Drip, Drip, Drip…

You never want to hear the water pump cycle on when no one is using water.  There’s only one thing it could be…a leak.  Now we aren’t talking about something every few minutes, or even every few hours.  It was more like once every few days, but I knew I had a leak.

Looking down at the maze of plumbing and wiring (the carpet is on the floor).
Looking down at the maze of plumbing and wiring (the carpet is on the floor) after the mattress platform was removed.

Most of my plumbing is at least somewhat accessible, and it’s all above the floor, so you wouldn’t think it would be that hard to find.  Yet looking at all of the usual suspects–fixtures, valves, the washing machine, dishwasher, pump and tanks, etc.–there were no obvious signs.  It was probably at least a couple of weeks later that I finally found signs of something wet–the carpet around the water pump.

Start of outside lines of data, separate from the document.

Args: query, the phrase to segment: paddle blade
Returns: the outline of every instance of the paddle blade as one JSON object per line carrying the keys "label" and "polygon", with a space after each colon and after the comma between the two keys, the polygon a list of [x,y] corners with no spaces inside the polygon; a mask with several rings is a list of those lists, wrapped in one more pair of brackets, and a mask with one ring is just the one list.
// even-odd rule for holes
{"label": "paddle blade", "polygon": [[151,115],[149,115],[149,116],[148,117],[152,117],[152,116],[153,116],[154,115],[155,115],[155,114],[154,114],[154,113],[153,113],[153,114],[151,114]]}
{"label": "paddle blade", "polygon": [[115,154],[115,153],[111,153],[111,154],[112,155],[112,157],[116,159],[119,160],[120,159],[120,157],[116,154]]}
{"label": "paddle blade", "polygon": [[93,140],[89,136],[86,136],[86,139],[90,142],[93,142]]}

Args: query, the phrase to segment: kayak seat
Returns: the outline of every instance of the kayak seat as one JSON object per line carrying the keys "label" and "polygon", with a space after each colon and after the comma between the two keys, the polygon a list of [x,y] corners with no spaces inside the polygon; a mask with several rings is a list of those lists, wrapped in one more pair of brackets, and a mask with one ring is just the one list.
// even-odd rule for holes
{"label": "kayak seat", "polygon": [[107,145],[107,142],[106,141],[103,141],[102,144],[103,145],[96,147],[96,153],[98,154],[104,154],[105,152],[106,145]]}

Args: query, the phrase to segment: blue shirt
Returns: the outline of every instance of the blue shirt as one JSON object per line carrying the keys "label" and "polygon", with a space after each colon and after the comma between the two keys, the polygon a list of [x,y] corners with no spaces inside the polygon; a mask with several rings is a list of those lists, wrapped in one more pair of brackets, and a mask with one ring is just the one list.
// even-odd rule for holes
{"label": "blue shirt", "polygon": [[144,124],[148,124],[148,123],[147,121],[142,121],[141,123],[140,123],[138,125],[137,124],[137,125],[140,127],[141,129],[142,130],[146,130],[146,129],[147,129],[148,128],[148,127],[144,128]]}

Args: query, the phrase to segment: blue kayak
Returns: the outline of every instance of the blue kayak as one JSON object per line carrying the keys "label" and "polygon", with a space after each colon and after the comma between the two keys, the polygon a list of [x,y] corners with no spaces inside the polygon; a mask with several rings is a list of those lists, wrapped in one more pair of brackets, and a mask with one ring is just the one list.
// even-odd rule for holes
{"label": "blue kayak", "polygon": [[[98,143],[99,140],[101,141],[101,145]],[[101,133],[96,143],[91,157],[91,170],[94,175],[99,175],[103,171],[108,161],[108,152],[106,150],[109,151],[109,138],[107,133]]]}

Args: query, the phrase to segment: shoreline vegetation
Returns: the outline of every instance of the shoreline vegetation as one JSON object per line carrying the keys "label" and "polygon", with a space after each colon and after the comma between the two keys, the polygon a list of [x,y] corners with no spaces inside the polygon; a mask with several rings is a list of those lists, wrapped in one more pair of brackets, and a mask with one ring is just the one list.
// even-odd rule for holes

Ok, so the water pump and/or fittings around it are leaking.  Why wasn’t it more obvious?  The drips were running down the underside of the pump body, down one of the legs, and under the carpet.  Just replacing the pump head would be simple enough (I’ve done it before…), but this time stuff was wet.  I wanted the rest of the carpet gone too.


So there’s what the area around the pump at the end of the tank looks like, through the access door.  There are two pumps–the closest one on the floor is the leaky one that feeds all of the normal stuff; the wall-mounted one just feeds an outside faucet from the rear water tank.  Since I’ve never used that faucet, and that water tank really wasn’t integrated with the other two, it was kind of a waste.  And now I needed a pump–so it would seem there’s an opportunity to do some plumbing.

Here’s the plan:

  1. Drain the tank in the picture above.  Stuff around it is wet, so I can only presume it’s wet underneath.
  2. Disconnect the tank and move it out of the way to remove all of the carpet around and under it.
  3. Dry things out.
  4. Paint walls.
  5. Reconfigure wall-mounted pump to feed city water, and close up the pressurized part of the system as quickly as possible.
  6. Bring all 3 tanks into a manifold, and feed them into the wall mounted pump.
  7. Re-route drain lines and overflow to share a common floor penetration, and get the valves out of the middle of the floor so it can become usable storage.  (Previously, care was needed to make sure nothing would interfere with (or break) the rather vulnerable valves)
  8. Install vacuum breaker so that when tank is full it doesn’t siphon through overflow.  This was a real hassle as it was previously set up.
  9. Get rid of extra fittings for tank level sensor, and remove old one-wire sensor wiring.
  10. Re-build fascia at edge of bed, utilizing dead space around tank to enlarge floor and sneak in a shoe rack.
  11. Enlarge access door, so it’s wide enough to get your shoulders in to reach the back.  The old door was just narrow enough that it was virtually impossible for anyone older than 6.

That sounds like a lot, but really shouldn’t be too bad.  Right?